Je voulais échapper au bruit des angles morts que ma gorge serrée m'obligeait à avaler jour après jour, au risque de m'étouffer. Je pensais que là bas, sur ces chapelets d'îles presque désertes, c'était l'oubli du monde qui serait ma seule habitation.
J'ai donc emporté quelques vêtements chauds, ceux qui servent ici pour les sports d'hivers.
Je voulais un bord de mer sauvage, faisant face à l'immensité vide du grand nord. J'ai trouvé, à l'écart d'un village, une de ces petites maisons qui sont louées l'été aux touristes en mal d'exotisme minéral.
L'hiver, on me l'a laissée pour rien.

Le propriétaire était trop content de savoir qu'elle serait chauffée pendant les périodes de glaces. Car il paraît que les tempêtes elles même sont ici parfois fixées en chaos immobiles par des températures incroyablement basses. Elles saisissent alors les vagues immenses comme un ciseau de sculpteur le ferait dans le marbre.
J'ai vu cela. Dans le crépuscule précoce d'un soir de décembre encore doux, j'ai vu venir vers moi descendant droit depuis le nord, à l'horizon, sur la mer gris acier, un mur noir.
C'était une tempête mortelle. Heureusement, on m'avait prévenu de rester à l'abri.
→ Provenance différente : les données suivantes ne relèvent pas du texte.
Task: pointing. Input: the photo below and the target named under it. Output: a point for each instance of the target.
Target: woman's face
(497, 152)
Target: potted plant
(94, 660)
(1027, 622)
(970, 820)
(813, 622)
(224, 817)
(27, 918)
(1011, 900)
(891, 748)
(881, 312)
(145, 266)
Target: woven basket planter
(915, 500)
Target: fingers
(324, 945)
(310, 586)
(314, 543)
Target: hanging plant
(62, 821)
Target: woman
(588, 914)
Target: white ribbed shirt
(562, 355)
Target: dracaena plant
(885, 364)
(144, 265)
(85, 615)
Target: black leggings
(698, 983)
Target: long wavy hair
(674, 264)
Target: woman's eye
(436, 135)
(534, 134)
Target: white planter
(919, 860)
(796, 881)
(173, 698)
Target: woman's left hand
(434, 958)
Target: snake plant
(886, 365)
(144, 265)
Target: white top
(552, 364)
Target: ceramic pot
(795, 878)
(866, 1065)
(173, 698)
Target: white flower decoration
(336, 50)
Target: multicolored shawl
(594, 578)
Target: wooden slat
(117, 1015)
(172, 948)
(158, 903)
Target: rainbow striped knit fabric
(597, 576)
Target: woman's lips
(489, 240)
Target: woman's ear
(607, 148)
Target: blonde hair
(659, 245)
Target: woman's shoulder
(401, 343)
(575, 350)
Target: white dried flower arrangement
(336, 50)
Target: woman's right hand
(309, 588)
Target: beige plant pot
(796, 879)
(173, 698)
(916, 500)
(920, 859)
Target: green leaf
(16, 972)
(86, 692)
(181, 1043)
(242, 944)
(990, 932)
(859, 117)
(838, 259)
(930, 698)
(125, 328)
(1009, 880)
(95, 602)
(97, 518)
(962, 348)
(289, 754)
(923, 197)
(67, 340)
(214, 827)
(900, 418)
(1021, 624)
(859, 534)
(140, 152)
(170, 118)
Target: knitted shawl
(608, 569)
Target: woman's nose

La nuit passa dans un vacarme de fin du monde, des fracas incessants que je croyais devoir tout ensevelir. La vétuste maison de bois craquait comme un navire en plein naufrage dans un conte de Stevenson.

Le lendemain matin, tout était transfiguré. Une vieille grange s'était effondrée. Le sol était couvert d'une poussière de neige gelée formant des congères. Derrière chaque forme familière, elles se déployaient comme des écharpes et toute la vue, au delà du rivage de la mer d'habitude si mobile, était transfigurée, zébrée de cônes blancs aux reflets bleutés, avec des poussières fines et tourbillonnantes levées encore ici et là par des résidus de vent sous un soleil d'une pâleur de spectre.

Alors j'ai compris ce que je venais chercher au nord de la mort : la lustrale blancheur qui recouvre la mer, le pôle nodal de l'absence de tout, la chose enfin blanche.